Parallel queries

Date: Fri, 25 Apr 2008 13:41:01 -0400
I have an "Insert append nologging as select" query that joins a 71 million row table against a partition of a multi-billion row table which has 700 million rows which is directly specified using the extended syntax for partitions. Result set should be around 200 million rows.
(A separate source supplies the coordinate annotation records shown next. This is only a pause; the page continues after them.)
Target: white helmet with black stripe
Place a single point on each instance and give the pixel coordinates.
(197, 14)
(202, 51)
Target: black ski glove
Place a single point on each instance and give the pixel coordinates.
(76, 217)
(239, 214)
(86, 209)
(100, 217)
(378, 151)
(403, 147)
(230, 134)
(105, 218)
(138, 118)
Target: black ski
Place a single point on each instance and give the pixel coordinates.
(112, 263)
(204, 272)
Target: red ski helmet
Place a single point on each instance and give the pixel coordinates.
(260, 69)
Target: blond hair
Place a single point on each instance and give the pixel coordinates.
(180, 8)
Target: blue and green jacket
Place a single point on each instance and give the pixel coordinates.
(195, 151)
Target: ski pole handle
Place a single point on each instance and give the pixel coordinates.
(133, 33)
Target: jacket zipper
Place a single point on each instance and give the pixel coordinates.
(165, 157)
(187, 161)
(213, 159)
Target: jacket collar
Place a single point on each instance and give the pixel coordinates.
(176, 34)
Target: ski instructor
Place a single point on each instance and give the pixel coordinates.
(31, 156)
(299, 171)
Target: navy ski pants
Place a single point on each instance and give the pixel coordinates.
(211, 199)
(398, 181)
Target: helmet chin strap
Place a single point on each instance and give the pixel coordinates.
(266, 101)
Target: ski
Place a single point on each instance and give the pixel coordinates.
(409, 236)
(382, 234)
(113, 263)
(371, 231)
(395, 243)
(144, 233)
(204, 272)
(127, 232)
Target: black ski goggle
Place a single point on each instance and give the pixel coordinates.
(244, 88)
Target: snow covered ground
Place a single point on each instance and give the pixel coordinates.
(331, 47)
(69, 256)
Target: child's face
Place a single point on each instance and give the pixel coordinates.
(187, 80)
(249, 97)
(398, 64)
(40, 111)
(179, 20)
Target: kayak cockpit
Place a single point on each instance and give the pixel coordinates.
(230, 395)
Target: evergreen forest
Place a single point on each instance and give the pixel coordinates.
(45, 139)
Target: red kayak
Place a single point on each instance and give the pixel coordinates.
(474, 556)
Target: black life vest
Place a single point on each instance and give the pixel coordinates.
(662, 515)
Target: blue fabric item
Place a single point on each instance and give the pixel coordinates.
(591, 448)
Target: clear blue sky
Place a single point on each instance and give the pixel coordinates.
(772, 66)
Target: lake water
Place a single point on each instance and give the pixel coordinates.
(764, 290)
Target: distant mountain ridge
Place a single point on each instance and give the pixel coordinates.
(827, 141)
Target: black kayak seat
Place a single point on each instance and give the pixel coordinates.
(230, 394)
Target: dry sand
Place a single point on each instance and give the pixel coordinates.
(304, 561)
The explain plan is simple, full scan of the heap table and partition then a hash join of the two followed by a has group by and finally the insert. My test box is a sun box with 1 processor and 8 cores. I am explicitly issuing a parallel of 5 of each table (reduced form 10 each with same symptoms) and the full scans and hash join(s) complete within 1 hour based on v$session_longops. After 5 of slaves go to an inactive status and the other 5 have PX deq credit: send blk with a p1text/p2text/p3text of sleeptime/senderid, passes, qref. My parallel message size is 16k. The stats tab in toad shows PX:local messages received of just over 1 million and a slowly increasing PX:local messages sent of 600,000 an hour and a half after the hash join finished. Cpu utilization is currently at 2-3% 97% idle.I have searched through Metalink, google and have read all the papers on parallel execution (including Doug Burn's Suck it Dry) and am not sure where to go from here. Any ideas, theories, hints or links would be appreciated.  

As a side note. I was shot down for sub-partitioning or repartitioning to a lower level by the application vendor as it would hurt the performance of their engine. Currently the table is partitioned by quarter based on sales date and partitions vary between 30 million and 700 million records for reasons too numerous to explain.